UNITED KINGDOM – Harrowing accounts of birth trauma lead to MPs’ call for concerted action to improve maternity services

BMJ, by Clare Dyer, 14 May 2024

The first ever parliamentary inquiry into birth trauma in the UK has found “shockingly poor quality” of care in a maternity system where overwork and understaffing are “endemic.” The inquiry by the All Party Parliamentary Group on Birth Trauma heard “harrowing accounts of stillbirth, premature birth, babies born with cerebral palsy caused by oxygen deprivation, and life-changing injuries to women as the result of severe tearing.” In many cases, the inquiry concluded, the “trauma was caused by mistakes and failure made before and after labour. Frequently, these errors were covered up by hospitals who frustrated parents’ efforts to find answers.”

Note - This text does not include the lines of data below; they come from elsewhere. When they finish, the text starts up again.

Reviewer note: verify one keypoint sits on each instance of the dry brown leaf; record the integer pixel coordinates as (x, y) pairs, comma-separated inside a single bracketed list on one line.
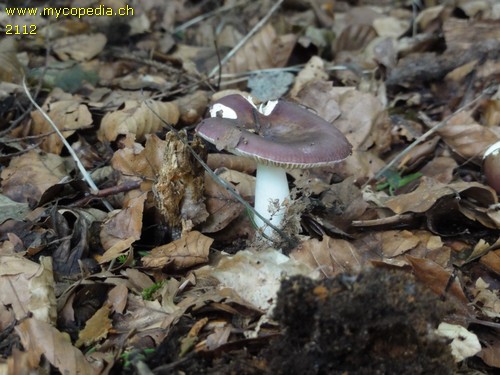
[(466, 137), (351, 111), (28, 287), (264, 50), (79, 47), (397, 242), (330, 256), (117, 298), (138, 118), (192, 107), (429, 191), (68, 115), (11, 69), (485, 299), (96, 328), (29, 175), (492, 260), (313, 71), (39, 338), (136, 160), (439, 280), (188, 251), (124, 225)]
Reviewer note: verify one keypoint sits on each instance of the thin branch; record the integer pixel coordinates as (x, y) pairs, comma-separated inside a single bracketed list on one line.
[(245, 39), (86, 176)]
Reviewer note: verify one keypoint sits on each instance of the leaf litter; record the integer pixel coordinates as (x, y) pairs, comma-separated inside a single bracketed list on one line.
[(126, 254)]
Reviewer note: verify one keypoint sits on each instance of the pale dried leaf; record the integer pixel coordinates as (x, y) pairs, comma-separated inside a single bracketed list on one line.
[(124, 225), (11, 69), (40, 338), (138, 118), (261, 270), (313, 71), (79, 47), (96, 328), (28, 287), (68, 115), (29, 175), (466, 137), (188, 251), (264, 50), (330, 256)]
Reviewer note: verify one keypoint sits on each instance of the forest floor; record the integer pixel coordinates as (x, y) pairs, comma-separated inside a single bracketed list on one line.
[(127, 242)]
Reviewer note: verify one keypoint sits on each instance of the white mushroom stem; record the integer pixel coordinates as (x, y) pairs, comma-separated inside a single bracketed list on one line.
[(271, 191)]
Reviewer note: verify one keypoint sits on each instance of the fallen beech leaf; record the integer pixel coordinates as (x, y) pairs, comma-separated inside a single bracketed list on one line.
[(10, 68), (330, 256), (28, 287), (117, 298), (490, 354), (264, 50), (39, 338), (254, 276), (397, 242), (96, 328), (68, 115), (466, 137), (138, 118), (79, 47), (485, 299), (437, 278), (29, 175), (126, 224), (188, 251)]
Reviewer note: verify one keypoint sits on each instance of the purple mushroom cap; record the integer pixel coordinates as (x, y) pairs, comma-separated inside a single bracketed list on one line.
[(290, 136)]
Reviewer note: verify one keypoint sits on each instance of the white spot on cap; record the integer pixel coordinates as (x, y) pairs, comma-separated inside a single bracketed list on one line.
[(267, 109), (221, 110), (492, 150)]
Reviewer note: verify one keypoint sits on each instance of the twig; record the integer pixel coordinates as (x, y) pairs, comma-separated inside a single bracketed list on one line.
[(245, 39), (423, 137), (86, 176), (204, 16)]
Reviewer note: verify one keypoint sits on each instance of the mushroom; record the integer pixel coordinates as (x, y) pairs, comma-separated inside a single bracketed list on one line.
[(491, 166), (279, 135)]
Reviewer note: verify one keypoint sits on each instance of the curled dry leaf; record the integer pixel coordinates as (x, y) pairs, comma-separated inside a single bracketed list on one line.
[(11, 69), (264, 50), (29, 175), (40, 338), (79, 47), (96, 328), (192, 107), (466, 137), (313, 71), (188, 251), (68, 115), (124, 225), (330, 256), (139, 119), (28, 287)]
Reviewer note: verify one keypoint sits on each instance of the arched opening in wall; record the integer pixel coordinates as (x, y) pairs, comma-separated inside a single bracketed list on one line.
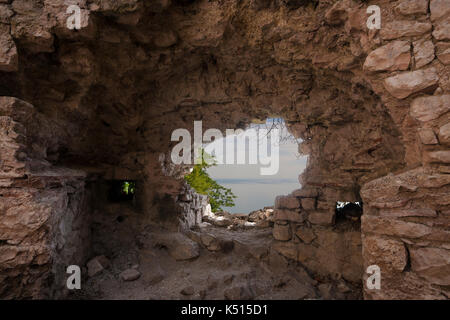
[(348, 215), (254, 166), (121, 190)]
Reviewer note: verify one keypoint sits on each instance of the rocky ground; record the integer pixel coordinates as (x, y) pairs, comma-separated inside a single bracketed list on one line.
[(211, 262)]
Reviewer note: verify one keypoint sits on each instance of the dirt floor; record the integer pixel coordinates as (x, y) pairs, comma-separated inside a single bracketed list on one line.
[(236, 264)]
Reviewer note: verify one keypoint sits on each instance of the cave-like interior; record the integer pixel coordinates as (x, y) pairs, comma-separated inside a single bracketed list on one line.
[(80, 109)]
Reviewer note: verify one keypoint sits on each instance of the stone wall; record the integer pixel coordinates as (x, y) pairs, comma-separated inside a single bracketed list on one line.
[(372, 107), (305, 230), (44, 225)]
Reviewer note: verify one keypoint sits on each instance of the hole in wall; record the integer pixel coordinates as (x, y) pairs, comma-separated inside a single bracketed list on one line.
[(349, 211), (121, 190), (253, 189)]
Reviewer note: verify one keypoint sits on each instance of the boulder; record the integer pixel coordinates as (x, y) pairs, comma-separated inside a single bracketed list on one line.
[(238, 293), (308, 203), (180, 247), (289, 215), (305, 234), (130, 275), (282, 232), (187, 291), (287, 202)]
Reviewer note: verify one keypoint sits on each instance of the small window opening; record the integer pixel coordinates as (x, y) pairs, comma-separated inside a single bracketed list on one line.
[(121, 190), (348, 211)]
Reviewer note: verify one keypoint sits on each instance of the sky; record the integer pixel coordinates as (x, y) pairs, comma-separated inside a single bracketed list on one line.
[(253, 190)]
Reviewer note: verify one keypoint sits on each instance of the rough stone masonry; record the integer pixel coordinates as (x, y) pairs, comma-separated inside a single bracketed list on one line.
[(372, 108)]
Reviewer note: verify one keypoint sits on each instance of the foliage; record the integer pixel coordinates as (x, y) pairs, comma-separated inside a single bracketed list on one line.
[(128, 187), (202, 183)]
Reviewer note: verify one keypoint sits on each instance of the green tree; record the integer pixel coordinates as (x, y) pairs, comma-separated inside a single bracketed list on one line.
[(202, 183)]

The group, chaired by the Conservative MP Theo Clarke and co-chaired by the Labour MP Rosie Duffield, received more than 1,300 submissions to its inquiry from parents who experienced traumatic births and nearly 100 submissions from maternity professionals, including obstetricians and midwives. It has called on the UK government to draw up a national maternity improvement strategy, led by a new maternity commissioner reporting to the prime minister. The commissioner would oversee the implementation of 12 recommendations, including recruiting, training, and retaining more midwives, obstetricians, and anaesthetists to ensure safe levels of staffing and provide mandatory training on trauma-informed care.

Other recommendations include universal access to specialist maternal mental health services to end the postcode lottery; better education for women on birth choices and a respect for mothers’ choices about giving birth and access to pain relief; and the rollout of the obstetric and anal injury sphincter (OASI) care bundle to all hospital trusts to reduce risk of injuries in childbirth.

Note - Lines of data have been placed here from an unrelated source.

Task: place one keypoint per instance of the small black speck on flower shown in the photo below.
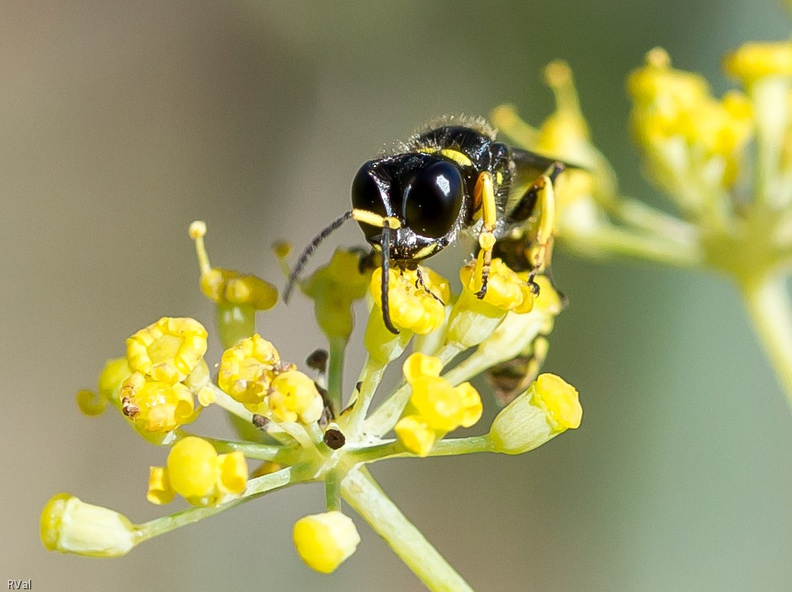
(334, 439)
(260, 421)
(318, 360)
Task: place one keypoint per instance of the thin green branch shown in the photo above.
(335, 373)
(365, 496)
(767, 301)
(256, 488)
(613, 240)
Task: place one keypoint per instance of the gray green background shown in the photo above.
(120, 122)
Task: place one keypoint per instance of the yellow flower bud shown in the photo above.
(415, 435)
(549, 407)
(247, 369)
(414, 307)
(753, 61)
(192, 468)
(160, 491)
(435, 407)
(69, 525)
(155, 406)
(325, 541)
(167, 350)
(293, 396)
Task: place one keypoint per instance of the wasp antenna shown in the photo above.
(309, 250)
(385, 277)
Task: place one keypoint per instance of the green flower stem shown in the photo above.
(370, 378)
(364, 495)
(767, 301)
(223, 400)
(252, 450)
(333, 491)
(387, 414)
(449, 447)
(235, 322)
(652, 221)
(256, 488)
(468, 445)
(335, 372)
(612, 240)
(472, 366)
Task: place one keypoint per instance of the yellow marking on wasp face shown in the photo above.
(457, 156)
(426, 251)
(375, 219)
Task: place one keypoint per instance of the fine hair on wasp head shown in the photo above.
(386, 223)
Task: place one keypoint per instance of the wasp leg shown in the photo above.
(485, 195)
(419, 283)
(538, 203)
(387, 223)
(514, 376)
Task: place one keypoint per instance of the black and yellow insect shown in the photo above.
(453, 177)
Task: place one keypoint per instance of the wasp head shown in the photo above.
(424, 192)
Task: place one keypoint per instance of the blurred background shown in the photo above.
(121, 122)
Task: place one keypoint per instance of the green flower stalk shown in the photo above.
(303, 432)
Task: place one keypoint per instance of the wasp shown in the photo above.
(451, 178)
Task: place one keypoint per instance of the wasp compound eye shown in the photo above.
(433, 199)
(368, 195)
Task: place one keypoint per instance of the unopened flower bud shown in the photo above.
(549, 407)
(69, 525)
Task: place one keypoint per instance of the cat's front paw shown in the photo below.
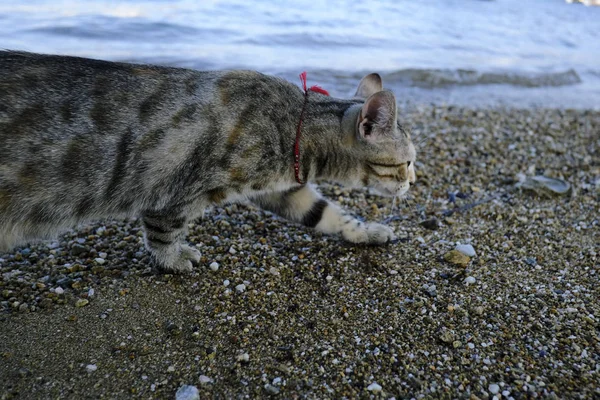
(369, 233)
(184, 261)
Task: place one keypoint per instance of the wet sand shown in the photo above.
(296, 314)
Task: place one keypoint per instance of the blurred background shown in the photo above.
(512, 53)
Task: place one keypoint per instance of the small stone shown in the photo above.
(271, 389)
(447, 336)
(78, 249)
(531, 261)
(81, 302)
(545, 187)
(493, 388)
(91, 367)
(431, 224)
(374, 387)
(466, 249)
(187, 392)
(456, 257)
(470, 280)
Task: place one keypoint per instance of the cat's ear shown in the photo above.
(369, 85)
(377, 118)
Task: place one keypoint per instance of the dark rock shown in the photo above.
(78, 249)
(431, 224)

Key themes emerging from the inquiry included a failure to listen to women, a lack of informed consent, poor communication, lack of pain relief, lack of kindness, breastfeeding problems, and a failure to deal sensitively with complaints. Birth notes were “often falsified or lost.” Some women were given diagnoses of post-traumatic stress disorder as a result of their experiences.

The inquiry heard accounts of “women not being listened to when they felt something was wrong, being mocked or shouted at, and being denied basic needs such as pain relief. Women frequently felt they were subjected to interventions they had not consented to, and many felt they had not been given enough information to make decisions during birth. The poor quality of postnatal care was an almost universal theme.”

The report said, “Women shared stories of being left in blood stained sheets, or of ringing the bell for help but no one coming. Some of the most devastating accounts came from women who had experienced birth injuries, causing a lifetime of pain and bowel incontinence.”

One woman who was in extreme pain for the final few weeks of her pregnancy was labelled an “anxious mother” in her notes. In fact she was bleeding internally from spontaneous hemoperitoneum, a rare and often fatal complication of pregnancy. Several women “had stories of being left to lie in their own blood, urine, or excrement, or even berated by midwives for having soiled themselves.”

Another woman had her fourth degree tear mis-diagnosed by a midwife as a second degree tear and repaired accordingly. Her later bowel incontinence was wrongly diagnosed as irritable bowel syndrome. Over 21 years she had 18 surgical procedures, the last a colostomy in 2019. Women spoke of daily episodes of bladder and bowel incontinence, affecting their ability to work.

An OASI care bundle has been piloted successfully in the UK, causing rates to fall. But the inquiry noted that the bundle had not been implemented in all maternity units, partly because it had not been recommended by the National Institute for Health and Care Excellence.

In the past 10 years there have been major investigations into failings in maternity care at three NHS trusts: Morecambe Bay, Shrewsbury and Telford, and East Kent. A fourth is under way at Nottingham University Hospitals. The current Care Quality Commission maternity inspection programme has so far rated nearly half of England’s maternity units as either “inadequate” or “requires improvement.”